And it was unusual to hear an American president speak up on behalf of illegal immigrants. He twice referred to people sneaking across the border to work as "good-hearted," his new favorite accolade.

"First, we want our border patrol agents chasing crooks and thieves and drug runners and terrorists, not good-hearted people who are coming here to work," he said.

He also put illegal immigration in another unusual context, one that in its reference to "values" harked back to the presidential campaign: "Family values do not stop at the Rio Grande River, is what I used to tell the people of my state. People are coming to put food on the table, they're doing jobs Americans will not do."

Mr. Bush has made immigration reform one of the top priorities of his second term along with Social Security, tort reform, deficit reduction and permanent tax cuts.

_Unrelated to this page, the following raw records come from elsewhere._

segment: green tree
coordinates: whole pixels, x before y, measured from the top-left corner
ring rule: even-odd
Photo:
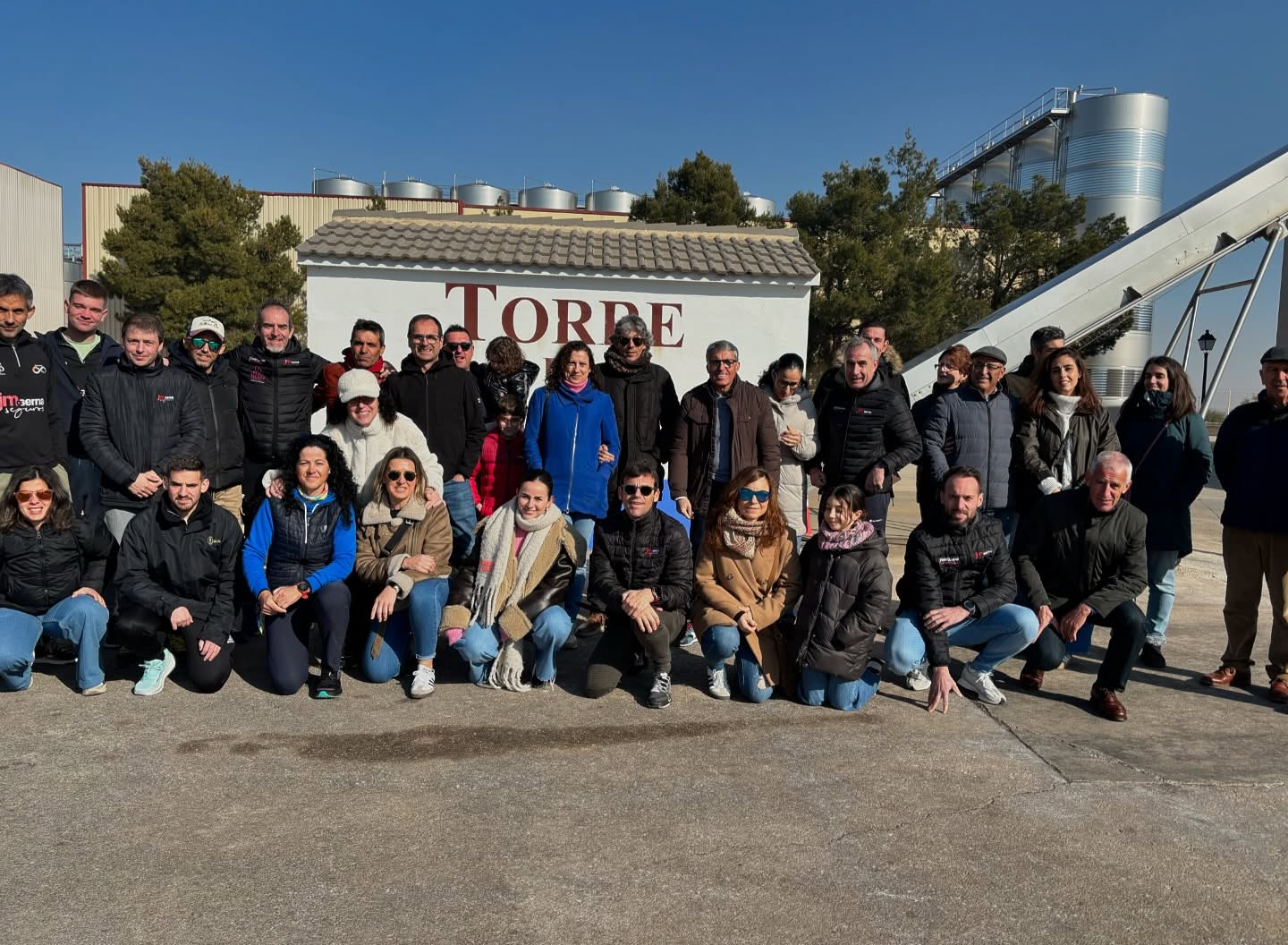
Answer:
[[[131,312],[160,316],[167,336],[193,316],[214,316],[241,340],[265,299],[299,298],[304,276],[287,253],[300,231],[289,217],[260,224],[263,199],[204,164],[140,157],[139,170],[147,193],[103,236],[100,273]]]

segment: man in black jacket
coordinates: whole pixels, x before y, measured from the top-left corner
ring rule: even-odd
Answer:
[[[134,517],[121,540],[121,642],[143,660],[134,695],[162,690],[175,660],[165,643],[183,634],[188,678],[215,692],[232,672],[233,574],[241,526],[210,499],[201,458],[170,460],[165,491]]]
[[[228,358],[219,357],[223,348],[224,324],[206,315],[197,316],[189,322],[183,340],[170,346],[170,367],[192,380],[206,419],[201,462],[210,480],[210,498],[241,521],[246,443],[237,416],[241,404],[237,375],[228,366]]]
[[[228,356],[237,374],[246,440],[242,516],[247,526],[264,500],[264,473],[281,468],[295,437],[309,432],[313,391],[327,364],[300,344],[291,309],[282,302],[260,306],[255,340]]]
[[[468,335],[466,335],[468,338]],[[411,355],[385,383],[399,414],[420,427],[429,449],[443,464],[443,502],[452,520],[452,562],[464,561],[474,544],[478,511],[470,473],[479,462],[483,401],[474,375],[443,353],[443,326],[431,315],[417,315],[407,325]]]
[[[31,465],[53,467],[67,485],[53,360],[27,331],[35,313],[31,286],[0,273],[0,489]]]
[[[842,482],[862,489],[868,521],[885,531],[894,477],[921,456],[921,436],[908,404],[878,375],[880,357],[863,338],[845,347],[845,388],[833,391],[818,416],[820,465],[810,481],[818,489]]]
[[[647,654],[653,669],[648,705],[671,704],[671,645],[684,632],[693,594],[693,553],[684,526],[657,511],[657,464],[639,458],[622,469],[620,511],[595,526],[590,597],[608,620],[586,667],[586,695],[607,696]]]
[[[89,375],[80,423],[85,450],[103,472],[103,520],[117,541],[161,489],[170,459],[200,455],[206,442],[192,382],[161,361],[161,320],[131,315],[121,336],[125,357]]]
[[[1103,453],[1084,485],[1046,496],[1020,522],[1015,565],[1020,592],[1038,615],[1042,634],[1029,651],[1020,685],[1037,690],[1059,667],[1084,624],[1109,627],[1109,646],[1096,683],[1095,712],[1127,719],[1118,692],[1127,687],[1149,624],[1136,596],[1145,589],[1145,513],[1123,502],[1131,460]]]
[[[918,525],[908,536],[904,575],[896,588],[903,609],[886,636],[886,664],[894,673],[921,673],[930,663],[926,708],[948,712],[957,692],[948,673],[948,647],[979,647],[957,681],[981,703],[1005,703],[993,670],[1038,636],[1033,611],[1015,601],[1015,567],[1001,522],[980,514],[983,476],[953,467],[939,489],[943,516]]]
[[[124,353],[116,339],[99,325],[107,317],[107,289],[91,278],[72,282],[63,303],[67,324],[40,335],[54,365],[58,416],[67,441],[67,478],[76,514],[100,518],[98,500],[102,473],[80,440],[80,411],[89,375],[113,366]]]

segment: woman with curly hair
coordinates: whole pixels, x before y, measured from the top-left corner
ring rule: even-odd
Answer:
[[[330,437],[307,433],[291,443],[285,494],[268,496],[246,535],[242,569],[264,618],[273,690],[292,695],[309,679],[309,624],[322,638],[314,699],[340,695],[340,655],[349,625],[358,487]]]
[[[693,629],[707,658],[707,692],[729,697],[725,660],[743,697],[762,703],[775,687],[792,692],[795,661],[778,620],[801,593],[796,541],[769,473],[743,469],[725,487],[693,575]]]

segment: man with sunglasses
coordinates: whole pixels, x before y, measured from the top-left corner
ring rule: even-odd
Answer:
[[[170,370],[188,375],[206,418],[201,460],[210,480],[210,498],[241,522],[246,443],[237,418],[241,406],[237,375],[219,357],[224,351],[224,324],[197,316],[188,324],[188,333],[170,346]]]
[[[608,615],[586,667],[586,695],[607,696],[622,676],[648,664],[647,705],[671,704],[671,645],[684,630],[693,594],[693,553],[684,526],[657,509],[657,464],[641,456],[622,469],[622,508],[595,526],[590,553],[591,606]]]
[[[443,502],[452,520],[452,561],[464,561],[474,544],[478,512],[470,490],[470,473],[479,462],[483,437],[483,400],[468,367],[473,358],[469,333],[452,326],[456,351],[444,351],[443,325],[431,315],[413,316],[407,325],[402,370],[389,379],[385,391],[399,414],[408,416],[443,464]],[[469,346],[461,348],[461,346]]]

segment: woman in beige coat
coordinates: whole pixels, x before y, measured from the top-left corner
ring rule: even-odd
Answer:
[[[796,543],[761,467],[743,469],[711,514],[693,575],[693,629],[707,658],[707,692],[729,697],[725,660],[734,656],[742,695],[762,703],[796,685],[778,627],[801,593]]]

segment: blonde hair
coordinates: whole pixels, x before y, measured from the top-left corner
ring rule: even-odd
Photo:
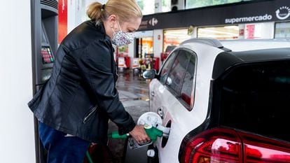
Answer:
[[[120,22],[142,17],[142,12],[134,0],[108,0],[106,4],[93,2],[89,5],[87,15],[92,20],[106,20],[111,15],[117,15]]]

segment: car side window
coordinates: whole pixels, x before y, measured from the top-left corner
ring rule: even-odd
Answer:
[[[178,50],[172,52],[172,53],[168,57],[165,63],[164,63],[164,65],[159,74],[159,80],[161,83],[165,83],[170,68],[172,66],[172,63],[174,61],[175,57],[177,56],[177,53]]]
[[[166,85],[171,88],[177,97],[180,96],[186,68],[191,60],[191,53],[180,50],[173,62]]]
[[[195,90],[195,66],[196,56],[191,55],[191,61],[186,68],[184,80],[182,85],[181,97],[184,106],[188,111],[191,111],[194,104]]]

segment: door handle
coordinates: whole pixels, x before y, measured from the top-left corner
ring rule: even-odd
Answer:
[[[163,112],[163,107],[158,107],[157,108],[157,114],[160,116],[161,119],[163,119],[164,118],[164,112]]]
[[[151,93],[151,96],[155,97],[155,92],[154,91],[152,91]]]

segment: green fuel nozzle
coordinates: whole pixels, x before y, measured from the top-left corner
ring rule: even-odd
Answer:
[[[129,136],[129,134],[123,134],[123,135],[119,135],[119,133],[118,132],[112,132],[111,133],[109,133],[108,134],[109,138],[111,139],[126,139]]]
[[[151,125],[144,125],[144,129],[146,133],[147,134],[148,136],[149,136],[150,139],[154,143],[157,140],[157,137],[162,137],[163,132],[158,129],[157,128],[153,127]],[[111,139],[126,139],[129,136],[129,134],[119,135],[118,132],[112,132],[108,134],[109,138]]]
[[[149,136],[153,143],[156,141],[157,137],[162,137],[163,135],[163,132],[161,130],[158,129],[151,125],[145,124],[144,129],[148,136]]]

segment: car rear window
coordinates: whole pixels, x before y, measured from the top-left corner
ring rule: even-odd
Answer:
[[[290,141],[290,61],[237,66],[216,86],[220,125]]]

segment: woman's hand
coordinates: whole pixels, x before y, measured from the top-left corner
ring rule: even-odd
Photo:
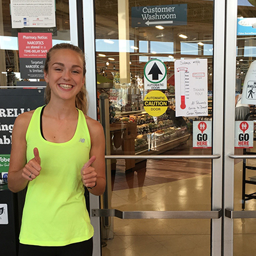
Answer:
[[[96,186],[97,172],[91,164],[96,160],[96,157],[93,156],[89,161],[84,164],[81,170],[81,175],[83,184],[88,188],[93,188]]]
[[[22,169],[22,177],[29,181],[36,179],[42,169],[41,159],[37,148],[34,148],[34,156],[35,157],[29,160]]]

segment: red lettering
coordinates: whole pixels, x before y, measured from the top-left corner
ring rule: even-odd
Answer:
[[[197,146],[207,146],[208,141],[197,141]]]
[[[238,141],[239,146],[249,146],[249,141]]]

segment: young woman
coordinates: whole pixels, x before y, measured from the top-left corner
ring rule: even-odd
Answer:
[[[60,44],[47,53],[47,104],[20,115],[12,133],[8,187],[28,186],[19,255],[91,255],[93,229],[84,196],[105,190],[103,129],[86,114],[83,52]]]

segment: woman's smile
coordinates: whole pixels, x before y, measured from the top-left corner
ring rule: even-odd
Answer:
[[[73,86],[66,84],[59,84],[59,86],[65,90],[69,90],[73,88]]]

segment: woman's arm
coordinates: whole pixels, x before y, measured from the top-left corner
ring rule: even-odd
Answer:
[[[37,148],[34,150],[35,157],[26,164],[26,133],[32,113],[26,112],[19,115],[15,120],[12,131],[8,185],[9,189],[15,193],[24,189],[29,180],[38,176],[41,168],[38,163]]]
[[[81,170],[82,180],[90,193],[99,196],[106,188],[105,137],[100,124],[86,118],[91,138],[91,158]]]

The heart of his reform would give employed illegal immigrants three-year visas and allow foreign workers who can prove they have a job waiting into the country on a similar three-year visa.

He did not go into detail on how these visas could be converted into green cards, but anticipating the common objection that his plan rewards those who broke the law, the president said if the temporary workers want to become Americans "they can get in line like those who have been here legally and have been working to become a citizen in a legal manner."

How Mr. Bush fights this battle will be fascinating because the fiercest opponents to his plan are Republicans on the right, the "base" he so carefully catered to during the campaign. These GOP lawmakers plan on going the other way on immigration -- stepped-up border security, barring illegals from getting driver licenses and making deportation easier.

The shape and direction of immigration reform is eminently debatable. What's not debatable is that the status quo is not working. This is an issue on which the president should spend some of that political capital.